# **Fine-tuning T5 for Question Answering**
## **Group 16:**
1. **Alvito Kiflan Hawari (1103220235)**
2. **Nafal Rifky Atsilah Maulana (1103223106)**

This cell imports all the necessary libraries for the project, including `torch`, `torch.nn`, `DataLoader`, `AdamW`, `T5ForConditionalGeneration`, `T5TokenizerFast`, `get_linear_schedule_with_warmup` from `transformers`, `load_dataset` from `datasets`, `numpy`, `tqdm` for progress bars, and `os` for operating system functionalities.

In [None]:
import torch
import torch.nn as nn
from torch.utils.data import DataLoader
from torch.optim import AdamW
from transformers import T5ForConditionalGeneration, T5TokenizerFast, get_linear_schedule_with_warmup
from datasets import load_dataset
import numpy as np
from tqdm import tqdm
import os

This cell sets up the device for computation, automatically detecting if a CUDA-enabled GPU is available. If so, it uses the GPU; otherwise, it defaults to the CPU. It then prints the device being used.

In [None]:
device = torch.device("cuda" if torch.cuda.is_available() else "cpu")
print(f"Using device: {device}")

Using device: cuda


This cell loads the SQuAD dataset from Hugging Face datasets. It then prints the number of samples in both the training and validation sets, providing an overview of the dataset size.

In [None]:
dataset = load_dataset("rajpurkar/squad")
print(f"Train samples: {len(dataset['train'])}")
print(f"Validation samples: {len(dataset['validation'])}")
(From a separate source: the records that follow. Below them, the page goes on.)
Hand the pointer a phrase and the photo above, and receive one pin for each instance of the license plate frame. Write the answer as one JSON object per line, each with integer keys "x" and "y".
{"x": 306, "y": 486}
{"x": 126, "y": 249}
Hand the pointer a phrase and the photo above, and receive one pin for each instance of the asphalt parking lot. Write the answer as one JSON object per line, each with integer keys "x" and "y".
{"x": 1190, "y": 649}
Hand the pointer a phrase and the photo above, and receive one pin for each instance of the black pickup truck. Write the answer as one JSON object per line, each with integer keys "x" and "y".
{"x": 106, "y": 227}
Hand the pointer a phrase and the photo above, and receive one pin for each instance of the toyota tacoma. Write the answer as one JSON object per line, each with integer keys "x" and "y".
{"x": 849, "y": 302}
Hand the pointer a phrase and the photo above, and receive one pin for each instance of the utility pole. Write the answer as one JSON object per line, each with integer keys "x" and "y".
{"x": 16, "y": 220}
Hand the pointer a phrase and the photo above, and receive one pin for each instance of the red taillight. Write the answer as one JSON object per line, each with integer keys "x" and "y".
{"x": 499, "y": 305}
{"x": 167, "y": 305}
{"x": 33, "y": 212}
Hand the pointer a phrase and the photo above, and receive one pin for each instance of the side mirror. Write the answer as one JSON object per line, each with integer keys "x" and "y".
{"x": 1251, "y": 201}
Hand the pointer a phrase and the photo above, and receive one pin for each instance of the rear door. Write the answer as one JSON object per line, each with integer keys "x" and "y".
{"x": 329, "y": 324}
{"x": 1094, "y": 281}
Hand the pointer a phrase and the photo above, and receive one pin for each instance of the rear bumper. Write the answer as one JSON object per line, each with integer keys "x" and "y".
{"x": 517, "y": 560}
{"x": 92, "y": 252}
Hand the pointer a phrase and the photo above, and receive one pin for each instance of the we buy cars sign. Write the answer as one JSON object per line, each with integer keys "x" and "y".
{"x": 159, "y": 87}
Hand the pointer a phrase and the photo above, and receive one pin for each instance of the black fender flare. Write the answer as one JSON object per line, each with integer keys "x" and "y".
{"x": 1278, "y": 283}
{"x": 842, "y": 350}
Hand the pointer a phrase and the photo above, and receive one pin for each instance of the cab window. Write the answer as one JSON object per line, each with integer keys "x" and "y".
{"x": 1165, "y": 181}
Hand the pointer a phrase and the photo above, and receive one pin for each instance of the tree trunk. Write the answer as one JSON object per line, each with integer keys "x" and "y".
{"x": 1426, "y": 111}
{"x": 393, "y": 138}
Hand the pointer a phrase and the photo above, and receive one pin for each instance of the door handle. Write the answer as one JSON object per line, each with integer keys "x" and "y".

The secret `HF_TOKEN` does not exist in your Colab secrets.
To authenticate with the Hugging Face Hub, create a token in your settings tab (https://huggingface.co/settings/tokens), set it as secret in your Google Colab and restart your session.
You will be able to reuse this secret in all of your notebooks.
Please note that authentication is recommended but still optional to access public models or datasets.


README.md: 0.00B [00:00, ?B/s]

plain_text/train-00000-of-00001.parquet:   0%|          | 0.00/14.5M [00:00<?, ?B/s]

plain_text/validation-00000-of-00001.par(…):   0%|          | 0.00/1.82M [00:00<?, ?B/s]

Generating train split:   0%|          | 0/87599 [00:00<?, ? examples/s]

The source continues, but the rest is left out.